Despite the overall decrease, several product categories saw increased activity. Exports of wood and wood products rose by 5.3%, reaching 153 million euros. The food industry also contributed positively to exports with an increase of 100.9 million euros, or 5.4%. Similarly, chemical industry products saw progress with exports increasing by 4.5% and totaling 73 million euros. These increases indicate some resilience within specific segments of the Latvian economy.

The leading export products were wood, engineered timber products, charcoal, electrical appliances and equipment, and mineral fuels—including oil and its derivatives. Notably, wood and wood products accounted for significant portions of Latvia's exports, primarily going to markets such as the United Kingdom (22.5%), Sweden (12.3%), and Denmark (7.3%).

Further, electrical appliances found their major markets in Lithuania, Estonia, and France, making up considerable shares of Latvia's exports. For mineral fuels, the majority was exported to Lithuania (30.7%), followed by Estonia (11.9%) and Germany (7.9%).

An interesting change within the statistics is Latvia's shifting trade dynamics with countries affected by the geopolitical climate. The report indicated significant drops in exports to Ukraine and Russia, with decreases of 41.6% (to 290.3 million euros) and 9.1% (to 1.028 billion euros) respectively. Essentially, these changes reflect the broader economic ramifications of regional conflicts, affecting trade flows and demand significantly. The drop to Ukraine was largely attributed to diminishing exports of mineral products, which fell by approximately 43.3 million euros.

Exports to Belarus also saw declines, dropping by 16.9% to 142.5 million euros, with textile materials and products being the hardest hit, down by 17.1 million euros.

On the import side, Latvia sourced goods from 176 countries, with the five largest partners being Lithuania, Germany, Poland, Estonia, and Finland, altogether accounting for 57.5% of overall imports. Mineral fuels and oil products were the main import categories, with significant contributions from Lithuania (50%), Finland (21.8%), and Russia (7.5%).

Similarly, the import of electrical appliances chiefly stemmed from Lithuania (15.8%), China (10.8%), and Poland (9.4%), illustrating established trade routes and dependencies on neighboring nations.

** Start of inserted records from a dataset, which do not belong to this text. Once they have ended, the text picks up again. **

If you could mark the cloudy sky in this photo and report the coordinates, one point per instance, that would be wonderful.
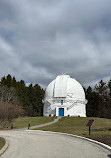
(40, 39)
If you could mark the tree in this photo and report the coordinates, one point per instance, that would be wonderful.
(8, 112)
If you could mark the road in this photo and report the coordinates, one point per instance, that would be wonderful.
(38, 144)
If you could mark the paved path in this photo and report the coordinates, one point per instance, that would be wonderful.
(38, 144)
(42, 125)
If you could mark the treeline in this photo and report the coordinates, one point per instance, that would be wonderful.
(29, 98)
(99, 100)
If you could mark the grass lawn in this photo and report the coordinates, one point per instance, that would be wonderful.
(77, 125)
(23, 122)
(2, 142)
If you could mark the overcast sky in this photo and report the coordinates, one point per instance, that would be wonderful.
(40, 39)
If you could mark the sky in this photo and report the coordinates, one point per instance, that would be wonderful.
(40, 39)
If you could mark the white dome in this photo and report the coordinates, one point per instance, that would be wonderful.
(64, 96)
(73, 88)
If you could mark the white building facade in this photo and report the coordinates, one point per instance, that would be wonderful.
(64, 96)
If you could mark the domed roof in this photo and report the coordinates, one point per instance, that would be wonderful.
(66, 87)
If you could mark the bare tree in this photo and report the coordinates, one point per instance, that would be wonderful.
(8, 94)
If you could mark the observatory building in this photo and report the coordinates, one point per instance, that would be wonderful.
(64, 96)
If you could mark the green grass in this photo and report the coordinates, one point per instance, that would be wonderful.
(23, 122)
(2, 142)
(77, 125)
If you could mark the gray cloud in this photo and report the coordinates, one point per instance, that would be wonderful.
(42, 39)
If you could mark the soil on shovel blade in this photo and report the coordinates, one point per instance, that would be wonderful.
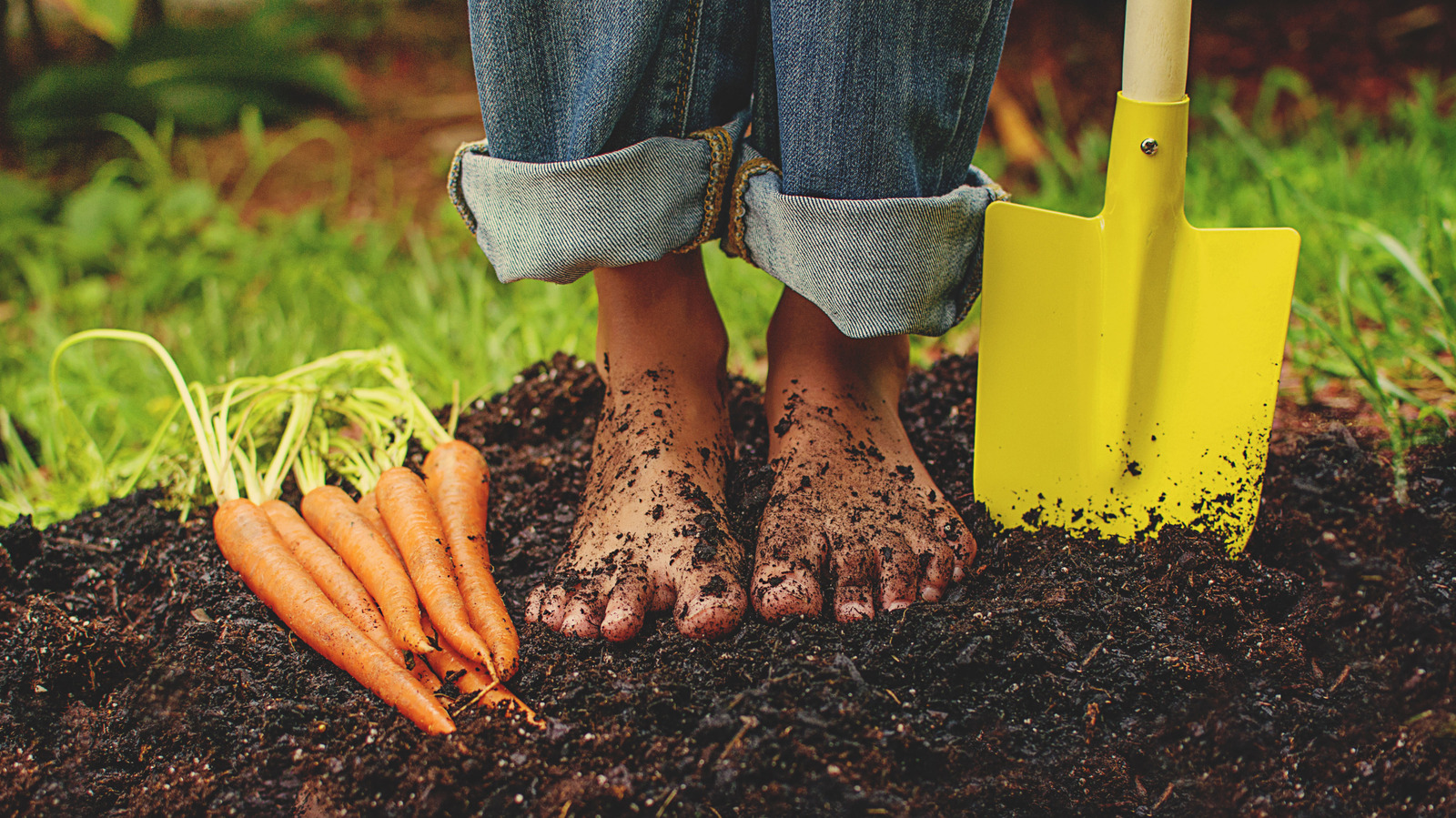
(1315, 676)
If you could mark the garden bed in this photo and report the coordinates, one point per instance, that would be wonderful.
(1315, 676)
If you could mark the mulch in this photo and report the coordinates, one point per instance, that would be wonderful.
(1314, 676)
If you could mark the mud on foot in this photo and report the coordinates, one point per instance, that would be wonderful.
(852, 512)
(652, 533)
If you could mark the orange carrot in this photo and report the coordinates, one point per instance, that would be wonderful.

The report also highlighted growth within specific markets, such as Kazakhstan and Tajikistan, indicating positive export trajectories amid broader declines. Exports to Kazakhstan rose by 6.2 million euros (5%), and remarkably, exports to Tajikistan surged by 60.2%, reflecting growing economic ties.

The statistical insights provided by the Central Statistical Bureau not only underline the shifts within the Latvian economy but also paint a larger picture of the intertwined nature of international trade amid changing geopolitical realities. The persistence of significant partners such as Lithuania and the Netherlands indicates the underlying stability and potential for recovery and growth as Latvia continues to engage with its global trading partners.

Overall, 2024 highlights both challenges and opportunities for Latvian exports, showing resilience within certain sectors, even as the country faces structural pressures and rapidly changing international relationships.